Inferno di fuoco. Mentre la pala meccanica scendeva dal pianale, una batteria di quattro-cinque uomini ha aperto il fuoco contro l’edificio. Una strategia, per consentire agli altri sette complici di agire senza correre il rischio di essere colpiti da vigilantes che hanno provato a rispondere al fuoco dalle finestre. Momenti interminabili, solo per caso non ci sono state feriti e vittime.

Banda regionale. Un commando aggregato facilmente dall’entità del bottino: quando è stato formato dal capo e da qualche altro fedelissimo, è stato sufficiente dimostrare che si potevano portare a casa parecchi milioni per raccogliere le adesioni. Nella banda - secondo gli investigatori - esponenti di territori diversi: Goceano, Ogliastra e Barbagia.

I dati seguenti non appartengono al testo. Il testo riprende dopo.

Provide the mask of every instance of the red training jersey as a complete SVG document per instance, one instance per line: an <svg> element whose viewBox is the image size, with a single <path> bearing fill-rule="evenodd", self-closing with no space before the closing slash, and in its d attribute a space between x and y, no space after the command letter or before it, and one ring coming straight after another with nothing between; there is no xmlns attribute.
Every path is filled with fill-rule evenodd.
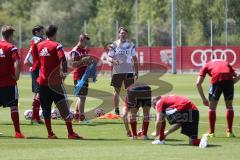
<svg viewBox="0 0 240 160"><path fill-rule="evenodd" d="M0 87L16 85L14 62L19 60L17 48L4 40L0 41Z"/></svg>
<svg viewBox="0 0 240 160"><path fill-rule="evenodd" d="M165 113L173 109L176 111L197 110L197 107L188 98L174 95L162 97L156 104L157 112Z"/></svg>
<svg viewBox="0 0 240 160"><path fill-rule="evenodd" d="M42 38L33 36L31 41L30 41L30 49L28 52L32 55L33 59L33 64L32 64L32 69L31 71L38 70L40 68L40 62L39 62L39 55L38 55L38 50L37 50L37 44L42 41Z"/></svg>
<svg viewBox="0 0 240 160"><path fill-rule="evenodd" d="M61 44L46 39L37 45L40 62L39 85L61 85L60 62L64 55Z"/></svg>
<svg viewBox="0 0 240 160"><path fill-rule="evenodd" d="M75 46L72 51L71 51L71 57L74 61L79 61L82 57L88 55L89 50L85 49L85 48L81 48L79 46ZM82 65L79 67L75 67L73 69L73 80L79 80L82 78L82 76L84 75L85 71L87 69L86 65Z"/></svg>
<svg viewBox="0 0 240 160"><path fill-rule="evenodd" d="M211 83L213 84L223 80L233 80L236 73L227 61L214 59L201 68L199 76L205 77L206 74L211 77Z"/></svg>

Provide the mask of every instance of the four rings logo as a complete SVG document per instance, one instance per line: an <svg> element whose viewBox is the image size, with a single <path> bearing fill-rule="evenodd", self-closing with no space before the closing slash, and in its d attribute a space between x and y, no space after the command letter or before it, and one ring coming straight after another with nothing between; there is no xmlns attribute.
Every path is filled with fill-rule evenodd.
<svg viewBox="0 0 240 160"><path fill-rule="evenodd" d="M222 49L216 49L216 50L197 49L197 50L193 51L192 55L191 55L192 64L197 67L205 65L208 61L210 61L212 59L227 60L231 65L233 65L236 63L237 56L236 56L235 51L233 51L231 49L225 49L225 50L222 50Z"/></svg>

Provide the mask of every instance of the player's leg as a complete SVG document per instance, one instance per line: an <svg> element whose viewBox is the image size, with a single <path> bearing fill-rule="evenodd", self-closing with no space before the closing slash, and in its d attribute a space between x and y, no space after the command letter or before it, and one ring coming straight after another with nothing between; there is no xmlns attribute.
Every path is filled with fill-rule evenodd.
<svg viewBox="0 0 240 160"><path fill-rule="evenodd" d="M86 102L86 96L88 94L88 83L85 83L82 87L82 89L78 93L78 99L76 102L76 112L74 114L74 121L78 122L85 120L85 102Z"/></svg>
<svg viewBox="0 0 240 160"><path fill-rule="evenodd" d="M39 99L39 85L37 83L39 70L31 72L31 75L32 75L32 92L34 93L33 102L32 102L33 116L32 116L31 123L42 124L43 122L41 121L39 116L40 99Z"/></svg>
<svg viewBox="0 0 240 160"><path fill-rule="evenodd" d="M233 109L233 97L234 97L234 84L232 81L224 81L224 100L226 105L226 119L227 119L227 137L235 137L232 131L234 109Z"/></svg>
<svg viewBox="0 0 240 160"><path fill-rule="evenodd" d="M40 104L42 107L43 117L45 121L45 126L48 132L49 139L57 139L57 136L54 134L52 130L51 124L51 106L52 106L52 91L47 86L39 86L39 97Z"/></svg>
<svg viewBox="0 0 240 160"><path fill-rule="evenodd" d="M222 94L222 88L219 84L213 84L209 89L209 110L208 110L208 120L210 128L208 131L209 137L215 136L215 123L216 123L216 108L218 100Z"/></svg>
<svg viewBox="0 0 240 160"><path fill-rule="evenodd" d="M137 107L129 108L130 110L130 125L132 129L132 139L137 138Z"/></svg>
<svg viewBox="0 0 240 160"><path fill-rule="evenodd" d="M113 93L114 109L115 109L115 113L118 115L120 115L119 94L120 94L122 83L124 80L124 75L125 74L113 74L112 81L111 81L111 86L114 87L114 93Z"/></svg>
<svg viewBox="0 0 240 160"><path fill-rule="evenodd" d="M143 139L148 139L147 132L149 126L149 113L150 113L150 106L143 107L143 123L142 123L142 136Z"/></svg>
<svg viewBox="0 0 240 160"><path fill-rule="evenodd" d="M67 96L64 88L62 86L58 86L55 89L57 92L52 91L53 101L56 104L61 114L61 117L65 120L67 131L68 131L68 138L81 139L82 137L80 137L78 134L76 134L73 131L73 127L72 127L73 115L70 112L70 107L68 104L68 100L67 100Z"/></svg>
<svg viewBox="0 0 240 160"><path fill-rule="evenodd" d="M21 133L19 124L19 112L18 112L18 88L17 86L5 87L3 90L5 96L5 106L10 107L11 118L15 129L15 138L25 138Z"/></svg>

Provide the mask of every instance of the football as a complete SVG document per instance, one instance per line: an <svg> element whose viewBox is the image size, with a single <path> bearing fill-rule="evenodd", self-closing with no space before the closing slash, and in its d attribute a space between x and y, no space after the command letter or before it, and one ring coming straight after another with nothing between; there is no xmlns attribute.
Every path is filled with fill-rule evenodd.
<svg viewBox="0 0 240 160"><path fill-rule="evenodd" d="M95 113L95 116L96 116L96 117L101 117L101 116L103 116L103 115L105 114L105 111L104 111L102 108L97 108L97 109L94 111L94 113Z"/></svg>
<svg viewBox="0 0 240 160"><path fill-rule="evenodd" d="M24 112L24 117L26 120L31 120L32 119L32 110L28 109Z"/></svg>

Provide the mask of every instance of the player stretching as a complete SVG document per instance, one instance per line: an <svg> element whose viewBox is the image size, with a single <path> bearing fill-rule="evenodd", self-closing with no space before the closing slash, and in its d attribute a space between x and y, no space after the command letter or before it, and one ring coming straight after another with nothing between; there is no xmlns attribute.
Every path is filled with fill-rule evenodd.
<svg viewBox="0 0 240 160"><path fill-rule="evenodd" d="M120 27L118 33L119 39L110 45L108 61L113 64L111 85L114 87L115 113L119 115L119 94L122 83L124 82L125 89L134 83L134 72L138 78L138 64L135 45L127 39L128 30Z"/></svg>
<svg viewBox="0 0 240 160"><path fill-rule="evenodd" d="M144 140L147 140L147 132L149 126L149 112L151 108L151 88L146 84L132 84L127 89L125 99L125 108L123 115L128 115L130 112L130 125L132 134L128 129L128 117L124 116L124 124L127 130L127 135L132 136L132 139L137 139L137 113L139 108L143 108L143 123L141 135Z"/></svg>
<svg viewBox="0 0 240 160"><path fill-rule="evenodd" d="M209 101L206 99L202 88L202 83L206 74L211 77ZM208 119L210 123L210 129L207 133L209 137L215 136L216 108L222 93L227 109L227 137L235 137L232 132L232 123L234 118L232 101L234 96L234 83L236 83L238 80L239 77L237 76L235 70L225 60L214 59L201 68L196 84L203 104L205 106L209 106Z"/></svg>
<svg viewBox="0 0 240 160"><path fill-rule="evenodd" d="M198 146L200 139L198 139L198 122L199 111L197 107L186 97L183 96L165 96L165 97L153 97L153 106L157 112L156 119L156 136L158 139L154 140L152 144L164 144L166 137L182 128L181 133L189 137L189 144ZM172 127L164 132L167 118ZM207 146L207 139L204 146ZM202 141L203 141L202 140Z"/></svg>
<svg viewBox="0 0 240 160"><path fill-rule="evenodd" d="M72 115L69 111L69 104L62 84L62 80L65 79L67 73L67 62L62 45L55 42L57 30L58 28L55 25L47 26L47 39L37 45L40 60L40 73L37 79L40 103L49 139L57 138L51 127L52 102L56 104L61 117L66 122L68 138L79 139L81 137L74 133L72 129Z"/></svg>
<svg viewBox="0 0 240 160"><path fill-rule="evenodd" d="M24 138L19 126L18 88L20 75L20 57L17 48L12 44L14 29L3 26L0 41L0 106L10 107L11 118L15 128L15 138Z"/></svg>
<svg viewBox="0 0 240 160"><path fill-rule="evenodd" d="M86 34L80 34L78 44L72 49L70 53L70 63L74 67L73 70L73 80L74 85L77 81L84 75L88 64L93 60L91 56L88 55L89 50L87 49L87 41L90 38ZM84 108L86 96L88 94L88 82L86 82L78 93L78 99L76 103L76 112L74 113L74 121L78 122L85 120Z"/></svg>
<svg viewBox="0 0 240 160"><path fill-rule="evenodd" d="M34 26L32 29L33 37L30 42L30 49L24 60L26 66L31 67L31 76L32 76L32 92L34 93L33 103L32 103L32 120L31 124L42 124L39 117L40 109L40 100L39 100L39 85L37 83L37 78L39 76L39 58L37 52L37 44L43 41L44 36L44 27L43 26Z"/></svg>

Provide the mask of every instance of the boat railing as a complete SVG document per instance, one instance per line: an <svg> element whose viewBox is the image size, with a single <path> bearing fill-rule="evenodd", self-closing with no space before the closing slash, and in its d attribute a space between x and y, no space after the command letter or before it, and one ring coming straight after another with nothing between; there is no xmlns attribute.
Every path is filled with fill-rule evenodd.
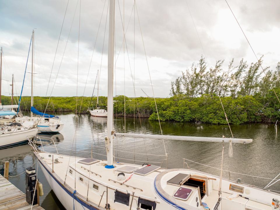
<svg viewBox="0 0 280 210"><path fill-rule="evenodd" d="M46 144L43 144L42 142L42 141L41 139L41 138L43 138L44 139L47 139L50 140L51 139L52 141L52 142L53 143L53 145L48 145ZM44 136L44 137L40 136L37 136L37 135L28 136L26 137L26 138L28 140L29 142L29 145L30 145L30 144L29 144L29 143L30 143L30 142L32 142L32 144L33 145L33 146L32 146L32 145L30 145L30 146L32 146L33 148L34 148L34 147L35 147L36 148L36 150L38 151L38 150L37 149L37 148L39 148L39 149L40 149L40 148L37 146L35 146L35 143L34 142L34 141L31 141L31 140L30 140L30 139L33 139L34 140L36 139L39 139L40 141L40 144L41 145L41 148L42 148L42 149L43 150L43 152L45 152L45 150L44 150L44 147L43 146L43 145L48 145L48 146L54 146L55 147L55 150L56 150L57 153L58 155L59 154L58 151L57 150L57 148L56 146L55 145L55 141L54 141L53 139L52 138L49 138L48 137L45 137L45 136Z"/></svg>
<svg viewBox="0 0 280 210"><path fill-rule="evenodd" d="M268 178L268 177L262 177L261 176L254 176L253 175L250 175L250 174L243 174L242 173L238 173L238 172L235 172L231 171L229 171L228 170L225 170L224 169L221 169L220 168L217 168L216 167L213 167L213 166L210 166L208 165L205 164L203 164L200 163L198 162L195 161L193 161L193 160L188 160L188 159L186 159L185 158L183 158L183 168L184 169L185 168L185 167L186 165L187 168L188 169L191 169L192 170L194 170L195 171L197 171L198 172L202 172L202 170L201 169L200 169L200 170L198 170L197 168L195 169L193 167L190 167L189 165L189 164L190 164L190 162L192 164L198 164L200 166L205 167L208 168L210 168L212 169L214 169L217 170L219 171L220 172L221 170L223 172L224 172L225 173L223 174L225 175L226 176L227 175L227 176L223 176L223 178L227 178L228 179L230 179L231 180L233 181L235 181L237 183L240 183L243 184L247 184L251 186L252 186L254 187L256 187L259 188L260 188L262 189L270 190L271 191L274 191L277 192L280 192L279 191L276 190L273 190L271 189L267 189L268 188L269 188L272 185L274 185L274 184L278 182L279 181L280 181L280 178L279 178L279 177L280 176L280 174L279 174L277 176L276 176L274 178ZM189 164L188 164L188 162L189 163ZM220 172L218 173L218 174L220 174ZM234 175L240 175L240 176L244 176L245 177L248 177L249 178L249 180L250 181L252 181L252 178L255 178L255 179L260 179L262 180L268 180L270 181L270 182L268 184L267 184L264 187L261 187L260 186L256 186L256 185L253 185L251 184L249 184L247 183L245 183L244 182L242 182L241 181L241 179L239 178L240 177L239 177L237 179L237 180L233 178L233 177ZM242 177L242 176L241 176ZM278 179L277 179L277 178ZM273 182L274 181L274 182Z"/></svg>

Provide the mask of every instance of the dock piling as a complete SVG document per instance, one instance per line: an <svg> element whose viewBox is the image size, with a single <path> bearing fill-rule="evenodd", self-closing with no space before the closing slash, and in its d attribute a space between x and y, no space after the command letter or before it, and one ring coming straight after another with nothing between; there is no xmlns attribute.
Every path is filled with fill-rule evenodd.
<svg viewBox="0 0 280 210"><path fill-rule="evenodd" d="M4 177L9 180L9 161L5 161L5 165L4 167Z"/></svg>

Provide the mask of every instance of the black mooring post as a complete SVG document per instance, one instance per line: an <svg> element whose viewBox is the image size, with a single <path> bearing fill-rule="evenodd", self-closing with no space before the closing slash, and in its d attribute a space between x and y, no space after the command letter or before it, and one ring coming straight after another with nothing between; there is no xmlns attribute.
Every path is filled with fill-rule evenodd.
<svg viewBox="0 0 280 210"><path fill-rule="evenodd" d="M32 204L33 200L33 196L35 193L33 205L38 204L37 192L35 189L35 186L37 180L36 170L32 167L26 169L25 173L25 194L26 202L29 204Z"/></svg>

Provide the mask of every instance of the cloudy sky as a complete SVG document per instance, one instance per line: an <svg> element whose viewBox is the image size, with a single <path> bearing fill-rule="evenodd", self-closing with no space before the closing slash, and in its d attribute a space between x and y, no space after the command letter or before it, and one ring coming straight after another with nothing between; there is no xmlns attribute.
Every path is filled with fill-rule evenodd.
<svg viewBox="0 0 280 210"><path fill-rule="evenodd" d="M224 59L226 69L233 57L237 65L242 58L249 63L256 61L224 0L138 0L135 18L134 1L126 0L124 7L123 1L119 0L116 1L115 12L117 94L124 94L125 90L126 95L133 96L133 78L136 96L145 96L141 89L149 96L153 95L139 25L156 97L168 97L171 82L204 54L187 3L210 66L217 60ZM274 69L280 60L280 1L228 1L257 56L264 55L264 66ZM89 72L85 95L91 96L99 69L100 94L106 95L108 0L81 0L78 68L80 1L69 0L51 75L67 2L0 0L0 47L4 53L2 78L10 80L3 81L2 94L8 95L10 91L9 84L12 74L16 92L20 92L32 32L36 29L35 95L49 95L54 84L52 95L76 95L78 75L78 94L82 95ZM123 20L124 12L127 32L124 56L120 18L121 13ZM27 71L30 72L31 69L29 57ZM50 76L49 90L46 93ZM30 74L27 73L25 79L23 94L30 95Z"/></svg>

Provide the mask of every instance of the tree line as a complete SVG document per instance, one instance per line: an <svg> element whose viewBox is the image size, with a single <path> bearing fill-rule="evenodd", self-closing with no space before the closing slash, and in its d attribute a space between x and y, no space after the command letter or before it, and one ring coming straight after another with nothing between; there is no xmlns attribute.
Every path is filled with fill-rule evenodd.
<svg viewBox="0 0 280 210"><path fill-rule="evenodd" d="M264 68L265 74L261 69L263 58L263 56L249 65L243 59L235 65L233 58L226 69L222 68L224 60L220 60L208 69L202 56L198 62L193 63L190 69L171 82L170 95L183 94L190 98L204 94L233 99L256 94L265 97L272 87L280 87L280 62L274 71L269 66Z"/></svg>

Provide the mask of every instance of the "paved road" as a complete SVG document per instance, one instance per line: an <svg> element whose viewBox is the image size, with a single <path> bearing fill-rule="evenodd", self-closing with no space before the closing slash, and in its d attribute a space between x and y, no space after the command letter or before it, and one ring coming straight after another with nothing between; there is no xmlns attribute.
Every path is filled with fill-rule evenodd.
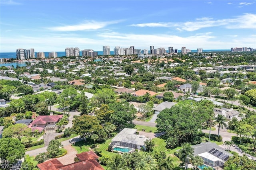
<svg viewBox="0 0 256 170"><path fill-rule="evenodd" d="M75 137L74 138L75 141L76 142L83 140L82 139L80 139L79 136ZM71 144L69 142L70 140L70 139L67 139L61 142L61 144L62 145L63 145L63 147L71 145ZM39 154L40 153L46 152L46 151L47 149L47 146L44 147L40 148L38 148L38 149L34 149L34 150L27 151L26 152L25 154L28 154L30 156L35 156L36 155Z"/></svg>

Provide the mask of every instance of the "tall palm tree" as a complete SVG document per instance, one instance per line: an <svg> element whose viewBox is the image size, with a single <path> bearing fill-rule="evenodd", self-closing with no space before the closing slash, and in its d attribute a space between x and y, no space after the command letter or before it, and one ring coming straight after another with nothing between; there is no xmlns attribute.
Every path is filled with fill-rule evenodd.
<svg viewBox="0 0 256 170"><path fill-rule="evenodd" d="M191 145L188 143L184 143L182 145L182 149L179 151L178 155L180 158L184 161L185 169L188 168L188 157L192 156L193 155L194 148L191 147Z"/></svg>
<svg viewBox="0 0 256 170"><path fill-rule="evenodd" d="M218 115L217 117L214 119L214 125L218 125L218 136L220 136L220 127L221 129L223 129L224 127L226 127L227 126L227 124L225 121L226 119L224 115Z"/></svg>

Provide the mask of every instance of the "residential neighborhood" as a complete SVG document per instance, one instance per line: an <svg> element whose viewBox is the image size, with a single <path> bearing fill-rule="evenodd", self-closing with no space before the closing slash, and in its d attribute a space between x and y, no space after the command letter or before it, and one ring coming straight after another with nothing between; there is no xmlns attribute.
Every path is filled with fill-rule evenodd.
<svg viewBox="0 0 256 170"><path fill-rule="evenodd" d="M226 170L244 159L241 169L254 169L256 66L234 63L255 53L196 55L0 67L0 148L22 151L1 160L33 170Z"/></svg>

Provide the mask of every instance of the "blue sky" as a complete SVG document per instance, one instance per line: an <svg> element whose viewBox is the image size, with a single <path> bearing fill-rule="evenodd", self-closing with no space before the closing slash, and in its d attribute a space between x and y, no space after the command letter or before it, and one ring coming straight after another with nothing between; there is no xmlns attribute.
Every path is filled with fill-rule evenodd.
<svg viewBox="0 0 256 170"><path fill-rule="evenodd" d="M256 48L256 0L0 1L0 52Z"/></svg>

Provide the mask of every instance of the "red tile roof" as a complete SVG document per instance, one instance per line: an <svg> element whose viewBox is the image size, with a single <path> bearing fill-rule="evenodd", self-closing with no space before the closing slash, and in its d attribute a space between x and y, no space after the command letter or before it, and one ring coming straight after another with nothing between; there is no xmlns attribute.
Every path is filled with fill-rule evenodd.
<svg viewBox="0 0 256 170"><path fill-rule="evenodd" d="M63 115L39 116L33 121L31 124L33 125L45 125L48 122L57 122L63 116Z"/></svg>
<svg viewBox="0 0 256 170"><path fill-rule="evenodd" d="M66 165L63 165L56 158L38 164L40 170L104 170L95 159L99 157L93 151L76 154L80 161ZM79 156L79 157L78 157ZM80 160L80 158L82 160ZM82 160L82 159L87 159Z"/></svg>
<svg viewBox="0 0 256 170"><path fill-rule="evenodd" d="M157 94L156 93L155 93L154 92L151 92L151 91L148 90L147 90L141 89L136 92L133 93L133 94L137 96L142 96L146 94L147 92L148 92L150 96L154 96L155 94Z"/></svg>
<svg viewBox="0 0 256 170"><path fill-rule="evenodd" d="M77 158L81 161L87 160L89 159L96 159L99 158L99 157L92 150L82 152L79 154L76 154L76 155Z"/></svg>

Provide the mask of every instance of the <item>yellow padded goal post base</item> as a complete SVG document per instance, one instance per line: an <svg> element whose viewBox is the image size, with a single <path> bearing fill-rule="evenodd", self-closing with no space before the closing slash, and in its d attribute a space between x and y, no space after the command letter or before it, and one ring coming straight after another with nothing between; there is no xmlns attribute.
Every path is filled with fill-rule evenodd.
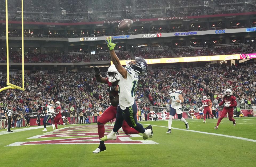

I furti. Tra il 20 febbraio e i giorni seguenti, la banda ha formato il parco macchine scegliendo in giro per la Sardegna. L’aspetto più curioso è quello dei mezzi pesanti: il rimorchio è stato rubato nella notte tra il 20 e il 21 febbraio nella zona industriale di Macchiareddu mentre l’escavatore è stato prelevato, la stessa notte, vicino a Capoterra, in un cantiere della 195. Le denunce sono state presentate ai carabinieri del territorio che - di fronte alla tipologia dei mezzi spariti - hanno diramato l’allarme per possibili rapine in quella provincia. Una prassi, solo che stavolta il commando è entrato in azione nel nord Sardegna, dove quella segnalazione ovviamente non è pervenuta.

Elicottero. Sapeva tutto la banda, anche che entrando in azione all’imbrunire avrebbe avuto un problema in meno. Le forze di polizia, infatti, non hanno un velivolo abilitato per il volo notturno.

Troppo esperti. Un livello superiore. Gente capace di trascorrere mesi e mesi a studiare, pianificare, provare e riprovare. Un colpo come quello alla Mondialpol Sardegna non lo fa una “cricca” messa su all’ultimo momento per disperazione e pronta a buttarsi sulla prima cosa che capita. Cura dei dettagli, investimenti importanti sulle armi, forse anche “formazione professionale” per i compiti da svolgere.

La talpa. Ma non si può fare tutto da soli. Quando il commando è così bene informato può voler dire solo una cosa: che ha ricevuto dati precisi, segnalazioni dettagliate, senza possibilità di errore. E anche stavolta, come in altri casi (come era accaduto nel 2013 a Nuoro, quando vennero portati via 5 milioni di euro dalla sede della Cooperativa Vigilanza Sardegna) si cerca la talpa.

Viaggio a tappe. È molto probabile che l’avvicinamento dei mezzi rubati all’obiettivo finale sia avvenuto per tappe. Spostamenti con vedette - secondo le ipotesi investigative - senza rischiare più di tanto.

Prove tecniche. Uno che entra per la prima volta negli ambienti della Mondialpol Sardegna non sa dove andare. A meno che non sia stato formato prima, istruito e portato a svolgere prove tecniche come se fosse realmente in quel luogo.

Furgone bruciato. È stato trovato ad Alà dei Sardi, provincia Gallura. É normale affermare che una parte della banda è arrivata fino lì eludendo controlli e posti di blocco. Ma anche sospettare che incendiare un mezzo da quelle parti può essere anche un depistaggio per costringere a guardare da una parte invece che dall’altra.